The War on Math (& the Future) – Chapter 9 of Mr. Friedman’s Book

The book That Used To Be Us has two authors, Thomas Friedman and Michael Mandlebaum. We used Mr. Friedman’s name in our title for brevity and also because he seems to the TV face of the book. In the rest of this article, we will use the plural.

When we leafed through the book, the title The War on Math caught our eye. Mathematics is one of our passions and we assumed the chapter was about education. But this chapter is really about America’s Fiscal Deficit and the opinions of the authors about its causes, symptoms and solutions. 

In the interests of Intellectual honesty, we admit here to our own bias and personal beliefs. We are and
have been avid admirers of President Bill Clinton. He was the best
combination of Instinctive Intelligence and Analytical Intelligence we
have seen in any public figure of recent times. His record in managing
America’s economy is undeniably stellar. But our admiration does not prevent us from analyzing his economic record honestly.

Paint by Numbers – Section 2

Friedman & Mandelbaum begin by quoting Kenneth Rogoff, professor and author of the exceptional book This Time Is Different:

  • Total American general government debt today is at a phenomenal level…By our benchmark, when you take local, state and federal government debt together we are at our all-time high..We are at the outer edge of the envelope of the last two hundred years of experience. ….and find that debt levels over 120 percent of GDP are quite exceptional.

So we expected a serious discussion of America’s fiscal situation.
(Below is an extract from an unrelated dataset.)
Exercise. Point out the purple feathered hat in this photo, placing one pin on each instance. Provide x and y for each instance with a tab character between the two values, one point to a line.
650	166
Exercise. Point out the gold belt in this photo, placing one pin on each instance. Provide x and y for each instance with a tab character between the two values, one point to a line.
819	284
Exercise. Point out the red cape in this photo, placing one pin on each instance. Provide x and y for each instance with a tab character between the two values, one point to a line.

Instead, as we kept reading the chapter, the discussion got partisan and political. The authors write:

  • It [the Debt] stood at $5.6 trillion in 2001, but over the next nine years it increased dramatically. By 2011, it had reached $14 trillion – the equivalent of the country’s GDP – with the prospect of increasing to $16 trillion without countervailing steps.

Every reader knows that 2001 was the inauguration of President George W. Bush and 2011 is today.  The quote above seems to put the entire blame on President Bush 43. This is not just a suspicion. The discussion in the following sections does place the entire blame on Bush 43.

For the sake of completeness, let us add a major milestone between 2001 and 2011, a historical milestone that the authors ignore – the inauguration of President Obama in 2009. With this milestone, a few facts:

  • The deficit in 2011 was $5.6 trillion in 2001 when Bush 43 took power.  When he left power in 2008, the deficit was $10 trillion. So under Bush 43, the deficit increased by $4.4 trillion, an increase of almost 80% in 8 years, an increase of 10% per year.  In the 2.75 years of the Obama Administration, the deficit increased by $4 trillion, an increase of 40% in 2.75 years,  an increase of 14.5% per year. In other words, while Bush 43 took 8 years to increase the deficit by $4.4 trillion, Obama will increase the debt by $4 trillion in 3 years. 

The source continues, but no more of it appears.